I have this byte array:

byte[,,] somedata = new byte[100,150,3];
~somedata is now populated by an external input.

I want to use the values in just this:

byte[,] useThisDataOnly = new byte[100,150];

Presently, I use this:

foreach (int x=0,x< 100; x++)
{
    foreach (int y=0,y< 150; y++)
    {
       useThisDataOnly [x,y] = somedata[x,y,0];
    }
}

Is there a quicker way to do this at all?

Also, I am going to flatten this useThisDataOnly (as I heard it is quicker to manipulate with).

Any suggestions?

The difficulty you have with optimising this is that the bytes that you want to leave out are in the most "rapidly moving" index.

What I mean by that is: If you assign consecutive numbers to each array element like so:

byte[,,] source = new byte[100, 150, 3];

for (int i = 0, n = 0; i < 100; ++i)
    for (int j = 0; j < 150; ++j)
        for (int k = 0; k < 3; ++k, ++n)
            source[i, j, k] = unchecked ((byte)n);

If you printed out the contents in flattened order, you'd get 0..255 repeating.

Then you exclude the final dimension:

for (int i = 0; i < 100; ++i)
    for (int j = 0; j < 150; ++j)
        dest[i, j] = source[i, j, 0];

If you print the result out in flattened order, you'll get:

0, 3, 6, 9, 12, 15, ...

So you can see that in order to transform the input to the output you need to take every third byte, and unfortunately there is no quick way to do that.

However, if you were able to ask for the array to be created with the index to be omitted first:

byte[,,] source = new byte[3, 100, 150];

then you would be able to use Buffer.BlockCopy() .

I guess this isn't an option - if not, the hand-coded loop is probably the quickest you'll be able to do it without resorting to unsafe code.

Unsafe code

Here's how you can do it using unsafe code and pointers. This might not even make it faster, so before choosing to do it like this you need to (a) be sure that doing the simple way is really too slow and (b) do some careful timings of a release build using Stopwatch to ensure that it really is worth using unsafe code.

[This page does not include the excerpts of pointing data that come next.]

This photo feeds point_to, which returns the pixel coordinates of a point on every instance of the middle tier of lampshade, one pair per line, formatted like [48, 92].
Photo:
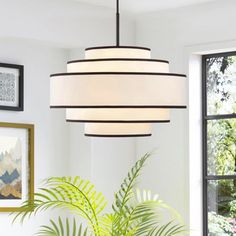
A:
[118, 115]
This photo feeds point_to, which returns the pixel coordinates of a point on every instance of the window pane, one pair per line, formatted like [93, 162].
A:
[221, 85]
[222, 207]
[221, 147]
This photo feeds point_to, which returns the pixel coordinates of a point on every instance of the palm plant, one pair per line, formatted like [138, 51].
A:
[134, 212]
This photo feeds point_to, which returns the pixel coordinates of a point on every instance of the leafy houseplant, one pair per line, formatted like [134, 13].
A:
[134, 213]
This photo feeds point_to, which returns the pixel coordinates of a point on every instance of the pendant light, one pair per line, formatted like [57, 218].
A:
[116, 90]
[117, 130]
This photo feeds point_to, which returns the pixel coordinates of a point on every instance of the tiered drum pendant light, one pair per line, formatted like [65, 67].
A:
[118, 91]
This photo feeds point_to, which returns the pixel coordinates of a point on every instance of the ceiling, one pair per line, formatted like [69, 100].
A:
[145, 5]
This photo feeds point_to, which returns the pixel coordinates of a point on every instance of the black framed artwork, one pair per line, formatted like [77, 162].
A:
[11, 87]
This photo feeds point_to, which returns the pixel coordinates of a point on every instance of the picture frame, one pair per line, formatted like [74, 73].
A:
[16, 165]
[11, 87]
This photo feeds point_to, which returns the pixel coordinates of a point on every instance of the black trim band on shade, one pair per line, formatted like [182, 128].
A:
[127, 47]
[118, 121]
[117, 59]
[122, 106]
[117, 136]
[117, 73]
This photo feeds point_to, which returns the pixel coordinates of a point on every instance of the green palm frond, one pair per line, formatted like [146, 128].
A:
[123, 196]
[135, 212]
[76, 195]
[61, 228]
[169, 229]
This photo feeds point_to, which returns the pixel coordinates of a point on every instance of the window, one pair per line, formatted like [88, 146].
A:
[219, 144]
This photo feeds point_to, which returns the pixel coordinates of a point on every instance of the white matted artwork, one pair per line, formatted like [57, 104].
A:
[16, 165]
[11, 87]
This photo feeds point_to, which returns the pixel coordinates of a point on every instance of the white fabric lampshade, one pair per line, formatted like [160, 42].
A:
[117, 52]
[100, 90]
[117, 129]
[118, 115]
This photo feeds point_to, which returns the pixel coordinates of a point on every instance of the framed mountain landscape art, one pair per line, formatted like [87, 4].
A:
[11, 87]
[16, 165]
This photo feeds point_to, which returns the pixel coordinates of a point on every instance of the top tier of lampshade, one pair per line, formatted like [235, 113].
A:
[118, 77]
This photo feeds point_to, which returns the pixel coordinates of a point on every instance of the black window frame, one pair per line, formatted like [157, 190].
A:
[205, 118]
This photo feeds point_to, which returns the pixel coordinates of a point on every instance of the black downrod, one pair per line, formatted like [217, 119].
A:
[117, 23]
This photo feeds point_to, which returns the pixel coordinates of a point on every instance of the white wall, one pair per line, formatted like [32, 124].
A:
[51, 133]
[176, 35]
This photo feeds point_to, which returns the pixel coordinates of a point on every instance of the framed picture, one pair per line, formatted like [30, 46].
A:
[11, 87]
[16, 165]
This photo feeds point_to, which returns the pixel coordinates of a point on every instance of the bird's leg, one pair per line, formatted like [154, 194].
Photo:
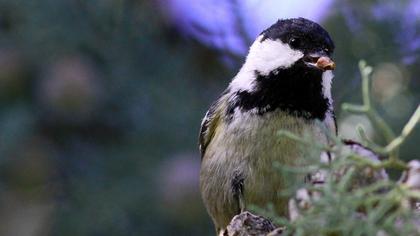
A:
[238, 190]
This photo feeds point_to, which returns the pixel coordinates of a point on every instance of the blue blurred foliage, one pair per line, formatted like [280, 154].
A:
[101, 103]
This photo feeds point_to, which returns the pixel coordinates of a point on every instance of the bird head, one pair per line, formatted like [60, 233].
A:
[288, 67]
[290, 43]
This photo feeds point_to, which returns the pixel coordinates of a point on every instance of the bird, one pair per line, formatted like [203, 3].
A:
[284, 84]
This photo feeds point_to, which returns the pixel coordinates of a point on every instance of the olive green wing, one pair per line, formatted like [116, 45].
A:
[208, 126]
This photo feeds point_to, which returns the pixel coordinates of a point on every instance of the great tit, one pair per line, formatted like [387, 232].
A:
[284, 84]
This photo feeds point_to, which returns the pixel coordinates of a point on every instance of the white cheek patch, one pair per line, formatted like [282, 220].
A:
[269, 55]
[264, 57]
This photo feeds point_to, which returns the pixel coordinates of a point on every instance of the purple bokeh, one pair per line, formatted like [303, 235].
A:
[232, 25]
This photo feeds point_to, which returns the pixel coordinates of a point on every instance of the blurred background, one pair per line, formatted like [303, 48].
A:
[101, 101]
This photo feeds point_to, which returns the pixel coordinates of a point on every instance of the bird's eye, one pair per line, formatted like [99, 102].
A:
[294, 42]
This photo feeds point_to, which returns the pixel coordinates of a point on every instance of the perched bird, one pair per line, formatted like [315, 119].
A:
[284, 84]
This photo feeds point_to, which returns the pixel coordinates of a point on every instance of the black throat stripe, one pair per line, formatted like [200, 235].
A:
[296, 90]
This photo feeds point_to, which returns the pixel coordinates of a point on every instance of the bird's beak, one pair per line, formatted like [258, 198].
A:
[320, 61]
[325, 63]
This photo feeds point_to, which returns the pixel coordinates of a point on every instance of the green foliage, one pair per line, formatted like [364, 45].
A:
[352, 201]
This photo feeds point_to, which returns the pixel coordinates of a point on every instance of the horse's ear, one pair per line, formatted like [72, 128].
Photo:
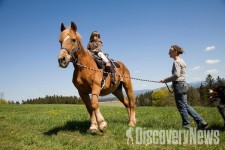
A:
[73, 26]
[62, 27]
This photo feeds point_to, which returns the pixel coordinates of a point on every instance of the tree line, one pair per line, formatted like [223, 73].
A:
[196, 96]
[55, 99]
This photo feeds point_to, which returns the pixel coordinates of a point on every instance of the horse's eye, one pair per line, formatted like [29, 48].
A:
[73, 40]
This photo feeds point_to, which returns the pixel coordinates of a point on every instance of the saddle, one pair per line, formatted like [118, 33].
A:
[102, 65]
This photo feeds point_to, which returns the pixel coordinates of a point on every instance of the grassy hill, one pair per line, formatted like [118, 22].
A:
[47, 127]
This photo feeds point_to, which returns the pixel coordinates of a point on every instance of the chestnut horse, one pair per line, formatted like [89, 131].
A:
[88, 81]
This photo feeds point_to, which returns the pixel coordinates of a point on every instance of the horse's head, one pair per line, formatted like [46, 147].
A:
[70, 43]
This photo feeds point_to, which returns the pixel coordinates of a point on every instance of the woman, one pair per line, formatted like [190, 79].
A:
[95, 46]
[180, 89]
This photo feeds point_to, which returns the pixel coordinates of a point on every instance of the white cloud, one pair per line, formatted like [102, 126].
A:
[210, 48]
[195, 68]
[211, 61]
[212, 71]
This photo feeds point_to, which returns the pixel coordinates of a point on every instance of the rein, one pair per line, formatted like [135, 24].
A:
[71, 53]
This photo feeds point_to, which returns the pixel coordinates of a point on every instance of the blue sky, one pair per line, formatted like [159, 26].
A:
[138, 33]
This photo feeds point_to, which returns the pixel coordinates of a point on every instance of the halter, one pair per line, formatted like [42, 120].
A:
[71, 53]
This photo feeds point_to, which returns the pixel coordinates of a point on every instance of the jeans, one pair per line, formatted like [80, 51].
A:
[180, 94]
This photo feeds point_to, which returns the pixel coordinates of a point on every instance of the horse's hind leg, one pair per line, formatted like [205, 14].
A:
[129, 102]
[119, 94]
[87, 101]
[102, 124]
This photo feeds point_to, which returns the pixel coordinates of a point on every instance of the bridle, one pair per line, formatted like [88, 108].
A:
[72, 52]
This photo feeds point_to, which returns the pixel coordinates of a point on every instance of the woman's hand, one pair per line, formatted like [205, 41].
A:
[162, 81]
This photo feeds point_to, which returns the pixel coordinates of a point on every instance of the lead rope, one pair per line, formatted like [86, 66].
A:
[169, 88]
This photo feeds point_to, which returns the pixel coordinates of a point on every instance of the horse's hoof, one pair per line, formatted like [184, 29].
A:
[132, 124]
[103, 126]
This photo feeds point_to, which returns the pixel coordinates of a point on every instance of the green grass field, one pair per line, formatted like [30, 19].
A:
[47, 127]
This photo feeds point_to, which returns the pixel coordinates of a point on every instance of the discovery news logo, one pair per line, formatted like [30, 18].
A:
[193, 136]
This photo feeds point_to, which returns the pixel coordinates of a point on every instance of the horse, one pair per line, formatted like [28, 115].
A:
[87, 78]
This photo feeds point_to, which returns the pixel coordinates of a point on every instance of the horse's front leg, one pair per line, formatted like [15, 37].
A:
[102, 124]
[87, 101]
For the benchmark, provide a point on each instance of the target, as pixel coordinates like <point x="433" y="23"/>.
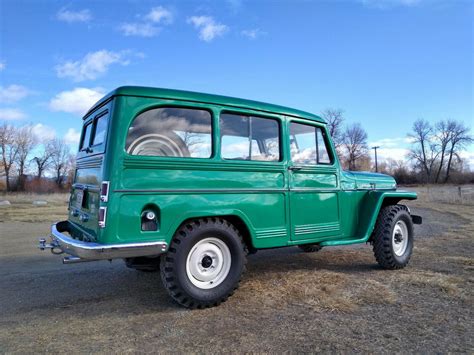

Also be aware of the drawbacks of using unsafe code! Unsafe code requires elevated permissions and can cause your program to crash with low-level C++-style wild pointer errors!

using System;
using System.Diagnostics;

namespace Demo
{
    internal static class Program
    {
        static void Main()
        {
            byte[,,] source = new byte[100, 150, 3];

            for (int i = 0, n = 0; i < 100; ++i)
                for (int j = 0; j < 150; ++j)
                    for (int k = 0; k < 3; ++k, ++n)
                        source[i, j, k] = unchecked ((byte)n);

            byte[,] dest1 = new byte[100, 150];
            byte[,] dest2 = new byte[100, 150];

            for (int i = 0; i < 100; ++i)
                for (int j = 0; j < 150; ++j)
                    dest1[i, j] = source[i, j, 0];

            unsafe
            {
                fixed (byte* sp = source)
                fixed (byte* dp = dest2)
                {
                    byte* q = dp;
                    byte* p = sp;

                    for (int i = 0; i < 100*150; ++i)
                    {
                        *q++ = *p;
                        p += 3;
                    }
                }
            }

            for (int i = 0; i < 100; ++i)
                for (int j = 0; j < 150; ++j)
                    Trace.Assert(dest1[i, j] == dest2[i, j], "Arrays should be identical");
        }
    }
}

I personally don't think that it will be too slow using the simple, safe loop anyway, but now at least you have some code to try out.